Using technology to overcome language barriers in healthcare

By Leila Hawkins
How CLI are helping patients with limited English to stay connected to their healthcare providers...

Certified Languages International (CLI) provides interpreting services for people who speak limited English, particularly to connect them to healthcare providers. It's a service that's become more necessary than ever during the pandemic, to ensure no one gets left behind with healthcare's shift to telehealth. 

CLI was founded by Bill Graeper in Portland, Oregon in 1996. Bill, an entrepreneur with a background in the telecommunications industry, recognised the need for high-quality telephonic interpreting services, particularly in the healthcare sector. The company is currently run by his daughter Kristin Quinlan. 

While they operate in a variety of industries, a key aim of CLI is helping people who may be vulnerable and have limited English skills, by enabling them to be active in everyday decisions to do with their healthcare. 

The company offers language translation over the phone, via remote video, document translation and language skills assessments. Around 65% of their business is with hospital or healthcare systems, such as pharmacies, ER and ICU, and continues to increase as the need for virtual telehealth visits rises. 

"The main goal is facilitating communication to help reduce health disparities in minority populations" Quinlan says. "Qualified interpreters handle all manner of day-to-day content, from appointment reminders to surgical consults. A CLI interpreter also recently served the sad - but important - role of helping a family say goodbye to a loved one passing away from COVID, and many others played an important role in accurately relaying critical medical information in a professional and caring manner."

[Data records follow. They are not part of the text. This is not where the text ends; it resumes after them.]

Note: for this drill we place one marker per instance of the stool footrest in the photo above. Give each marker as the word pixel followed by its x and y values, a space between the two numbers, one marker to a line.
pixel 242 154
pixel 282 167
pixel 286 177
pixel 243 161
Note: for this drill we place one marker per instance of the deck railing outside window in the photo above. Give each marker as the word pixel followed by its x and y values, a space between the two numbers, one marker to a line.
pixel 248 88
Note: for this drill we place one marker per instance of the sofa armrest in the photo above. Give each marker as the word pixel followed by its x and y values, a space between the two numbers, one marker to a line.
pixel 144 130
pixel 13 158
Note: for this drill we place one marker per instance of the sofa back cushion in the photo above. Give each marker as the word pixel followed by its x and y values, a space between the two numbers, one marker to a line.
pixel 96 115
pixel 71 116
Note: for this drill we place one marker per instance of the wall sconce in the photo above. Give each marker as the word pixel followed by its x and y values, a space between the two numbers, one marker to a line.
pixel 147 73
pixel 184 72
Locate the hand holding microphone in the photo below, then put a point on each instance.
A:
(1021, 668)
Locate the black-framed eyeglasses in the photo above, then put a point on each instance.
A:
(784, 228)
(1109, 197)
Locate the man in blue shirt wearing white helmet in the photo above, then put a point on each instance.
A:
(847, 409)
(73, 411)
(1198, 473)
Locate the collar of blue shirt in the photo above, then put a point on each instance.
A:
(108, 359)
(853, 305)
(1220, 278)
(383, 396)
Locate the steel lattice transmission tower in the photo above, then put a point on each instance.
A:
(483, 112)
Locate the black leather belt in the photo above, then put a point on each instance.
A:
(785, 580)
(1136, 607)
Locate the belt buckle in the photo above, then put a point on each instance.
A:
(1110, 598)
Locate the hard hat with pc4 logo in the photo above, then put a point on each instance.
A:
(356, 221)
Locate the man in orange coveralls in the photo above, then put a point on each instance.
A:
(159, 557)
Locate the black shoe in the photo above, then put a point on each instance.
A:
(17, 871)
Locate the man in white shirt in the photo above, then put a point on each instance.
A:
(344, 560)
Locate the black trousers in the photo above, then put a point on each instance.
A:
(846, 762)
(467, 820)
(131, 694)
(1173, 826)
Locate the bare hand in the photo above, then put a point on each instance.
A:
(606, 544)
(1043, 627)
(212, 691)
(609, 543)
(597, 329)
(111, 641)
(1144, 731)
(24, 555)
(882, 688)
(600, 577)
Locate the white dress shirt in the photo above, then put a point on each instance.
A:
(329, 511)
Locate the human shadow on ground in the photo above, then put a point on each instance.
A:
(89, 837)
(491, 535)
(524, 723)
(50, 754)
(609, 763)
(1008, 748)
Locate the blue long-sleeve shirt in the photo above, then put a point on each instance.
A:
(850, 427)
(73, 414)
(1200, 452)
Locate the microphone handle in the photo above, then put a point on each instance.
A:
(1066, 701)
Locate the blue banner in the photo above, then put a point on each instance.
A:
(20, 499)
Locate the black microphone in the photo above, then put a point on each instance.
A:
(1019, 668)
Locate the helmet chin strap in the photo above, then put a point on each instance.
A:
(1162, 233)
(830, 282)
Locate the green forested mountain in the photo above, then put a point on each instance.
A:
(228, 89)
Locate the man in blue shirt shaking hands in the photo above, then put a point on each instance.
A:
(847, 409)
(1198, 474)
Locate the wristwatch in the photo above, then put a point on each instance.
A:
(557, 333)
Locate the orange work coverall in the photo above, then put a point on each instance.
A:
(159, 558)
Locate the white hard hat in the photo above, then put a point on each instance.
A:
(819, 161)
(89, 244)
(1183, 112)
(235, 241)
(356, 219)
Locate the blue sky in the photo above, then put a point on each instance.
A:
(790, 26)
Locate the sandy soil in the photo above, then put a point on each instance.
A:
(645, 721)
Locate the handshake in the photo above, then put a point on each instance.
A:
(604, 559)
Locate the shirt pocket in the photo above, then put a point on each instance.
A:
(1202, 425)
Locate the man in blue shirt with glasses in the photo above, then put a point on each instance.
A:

CLI have developed their own proprietary software and workflow system that they say are unique to the industry, allowing patients and providers to connect through most devices. Their new VRI 2.0 enhances their remote video platform, so that healthcare providers can connect quickly to patients with limited English and an interpreter. This gives them the advantages of face-to-face communication, while patients can remain at home while the pandemic is ongoing. 

Kristin explains that COVID has had a significant impact on the people they serve. "With more than 350 languages spoken in US homes, and 20 per cent of the US population with limited English-proficiency, already disenfranchised communities are finding themselves disproportionately impacted by the transition to telehealth, due to the need for interpreters to join their appointments.

"It is immensely important for patients to receive the care they need in their primary language, and in the midst of a global health crisis, the right technology is key to ensure seamless language access in telehealth sessions when in-person visits are not always safe or viable" she adds. 

Prior to the pandemic healthcare interpreters would attend assignments in person. "The pandemic has rapidly accelerated the need for qualified interpreter-assisted telehealth sessions. CLI has trained large hospital clients to ensure quick and easy integration of their systems so interpreters can operate remotely in a safe way."

"COVID has quite dramatically raised awareness among healthcare providers for the need to offer this service, and CLI have been there to partner and make sure the voices of people with limited English are heard."